New York Labor and Employment Law Report
U.S. Department of Labor Issues Questions and Answers Regarding the Families First Coronavirus Response Act
March 30, 2020
On March 18, 2020, the Families First Coronavirus Response Act (“FFCRA”) was enacted. The statute left many questions regarding its implementation and administration unanswered. Over the past several days, the U.S. Department of Labor (the “DOL”) has been publishing questions and answers addressing some of these unanswered questions. Here is a summary of some of the key information provided by the DOL.
- The FFCRA goes into effect on April 1, 2020. The text of the statute states that its provisions would become effective "not later than 15 days after the date of enactment." We now know that the effective date is April 1.
- The requirements of the FFCRA are not retroactive. In other words, all paid leave given to employees prior to April 1, 2020, even if given for COVID-19 qualifying reasons, does not count toward the emergency paid leave required by the FFCRA. The FFCRA imposes new leave requirements, which begin April 1, 2020, and employers will be required to start providing FFCRA leave on that date.
- Each employee can take a total of eighty (80) hours of paid sick leave under the FFCRA. This means that an employee cannot take eighty (80) hours of paid leave for self-quarantine, and then take additional leave for one of the other COVID-19 qualifying reasons. Sick leave under the statute is capped at eighty (80) hours for all COVID-19 qualifying reasons.
- If an employee notifies his/her employer that he/she needs to take leave under the FFCRA, the employer should obtain documentation regarding the leave. This documentation should include the employee’s name, the qualifying reason for requesting leave, a statement that the employee is unable to work (including telework) for that reason, and the date(s) for which leave is requested. Employers should work with their attorneys to develop forms that satisfy the statute’s requirements. This documentation will be needed to receive the FFCRA tax credit.
- There are several questions and answers addressing whether leave is available under the FFCRA if an employer shuts down, or an employee is terminated or temporarily furloughed. The DOL’s consistent answer to these questions is that once an employee is terminated, for whatever reason, he/she is no longer entitled to leave under the FFCRA. Employees are directed to apply for unemployment benefits in those instances.
- An employee may take emergency paid sick leave or expanded family and medical leave on an intermittent basis if the employer allows it and if the employee is unable to telework his/her normal schedule of hours or report to work in person due to one of the COVID-19 qualifying reasons.
- If an employer pays benefits greater than those required by the FFCRA, it may only receive a tax credit for the amount permitted under the statute.
- Employees are only entitled to twelve (12) weeks of Family and Medical Leave Act (“FMLA”) leave in a twelve month period. The FFCRA does not add additional FMLA leave. Rather, it adds an additional basis for obtaining FMLA leave. For example, if an employee was eligible for preexisting FMLA leave, and had already taken two weeks of leave in January 2020, that employee would only be entitled to receive ten (10) additional weeks of FMLA leave (for any qualifying reason) until January 2021.

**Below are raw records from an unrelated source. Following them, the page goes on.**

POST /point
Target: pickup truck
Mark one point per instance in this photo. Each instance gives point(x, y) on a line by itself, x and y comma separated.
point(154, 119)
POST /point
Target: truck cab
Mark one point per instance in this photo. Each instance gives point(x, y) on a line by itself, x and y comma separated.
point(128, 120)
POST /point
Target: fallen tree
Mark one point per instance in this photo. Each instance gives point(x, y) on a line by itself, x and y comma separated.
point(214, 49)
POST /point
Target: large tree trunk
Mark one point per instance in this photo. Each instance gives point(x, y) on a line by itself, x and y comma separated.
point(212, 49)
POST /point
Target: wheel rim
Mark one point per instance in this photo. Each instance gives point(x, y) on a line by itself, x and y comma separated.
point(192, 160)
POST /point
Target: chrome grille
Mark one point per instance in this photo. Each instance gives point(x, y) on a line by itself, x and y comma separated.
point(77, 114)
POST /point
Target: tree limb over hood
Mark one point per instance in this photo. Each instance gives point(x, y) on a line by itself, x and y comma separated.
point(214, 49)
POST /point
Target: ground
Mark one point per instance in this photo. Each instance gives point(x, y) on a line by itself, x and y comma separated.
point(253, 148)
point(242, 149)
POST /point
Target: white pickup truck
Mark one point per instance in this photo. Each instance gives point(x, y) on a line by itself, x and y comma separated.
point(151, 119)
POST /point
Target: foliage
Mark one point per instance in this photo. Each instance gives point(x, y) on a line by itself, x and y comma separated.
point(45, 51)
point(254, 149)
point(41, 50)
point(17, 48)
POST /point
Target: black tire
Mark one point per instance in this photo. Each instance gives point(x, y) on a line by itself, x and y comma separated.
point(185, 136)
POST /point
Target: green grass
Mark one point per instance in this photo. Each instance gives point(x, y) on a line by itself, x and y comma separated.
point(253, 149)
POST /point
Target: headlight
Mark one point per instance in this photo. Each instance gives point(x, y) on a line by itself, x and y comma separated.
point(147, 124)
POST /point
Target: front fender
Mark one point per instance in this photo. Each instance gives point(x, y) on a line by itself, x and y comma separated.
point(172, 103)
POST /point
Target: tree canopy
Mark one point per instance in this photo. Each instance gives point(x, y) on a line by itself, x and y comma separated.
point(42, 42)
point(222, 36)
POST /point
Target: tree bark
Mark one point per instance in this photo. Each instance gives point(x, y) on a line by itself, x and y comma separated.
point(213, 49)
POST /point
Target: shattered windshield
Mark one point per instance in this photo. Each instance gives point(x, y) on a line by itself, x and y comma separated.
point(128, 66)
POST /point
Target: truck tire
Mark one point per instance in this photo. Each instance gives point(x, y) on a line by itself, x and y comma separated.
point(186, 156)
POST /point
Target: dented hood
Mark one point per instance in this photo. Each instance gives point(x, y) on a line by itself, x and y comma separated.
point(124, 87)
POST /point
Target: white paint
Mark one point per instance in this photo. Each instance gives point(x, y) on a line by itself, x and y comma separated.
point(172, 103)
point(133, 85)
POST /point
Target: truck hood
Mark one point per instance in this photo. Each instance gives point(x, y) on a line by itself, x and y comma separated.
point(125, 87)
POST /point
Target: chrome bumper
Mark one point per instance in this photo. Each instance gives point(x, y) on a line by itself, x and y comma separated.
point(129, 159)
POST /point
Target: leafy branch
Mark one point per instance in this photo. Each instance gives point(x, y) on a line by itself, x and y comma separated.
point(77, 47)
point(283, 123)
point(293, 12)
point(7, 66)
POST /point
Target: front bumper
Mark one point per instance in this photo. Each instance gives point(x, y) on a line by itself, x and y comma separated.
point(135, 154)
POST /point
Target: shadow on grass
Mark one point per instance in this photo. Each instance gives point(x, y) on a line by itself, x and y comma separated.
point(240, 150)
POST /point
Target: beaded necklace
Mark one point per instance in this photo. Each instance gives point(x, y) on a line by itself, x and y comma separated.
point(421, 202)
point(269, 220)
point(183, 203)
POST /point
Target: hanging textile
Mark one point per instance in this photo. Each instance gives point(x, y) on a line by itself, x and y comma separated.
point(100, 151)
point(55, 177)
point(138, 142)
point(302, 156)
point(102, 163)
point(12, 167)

- Emergency paid sick leave is in addition to other leave provided under Federal, State, or local law, an applicable collective bargaining agreement, or an employer’s existing company policy.
- An employer, including a religious or nonprofit organization, with fewer than 50 employees is exempt from providing paid sick leave and expanded family and medical leave due to school or place of care closures or child care provider unavailability for COVID-19 related reasons when doing so would jeopardize the viability of the small business as a going concern. A small business may claim this exemption when a qualified officer of the business determines that: (1) the provision of this leave would result in the business having to cease operations; (2) the absence of the employee(s) requesting leave would entail a substantial risk to the financial viability of the business due to the employee(s) specialized skills, knowledge of the business or responsibilities; or (3) there are not sufficient workers available to perform the work or services that are necessary for the small business to operate at a minimum capacity.
This list is not intended to be all inclusive. We will continue to update this information as additional questions are answered by the DOL.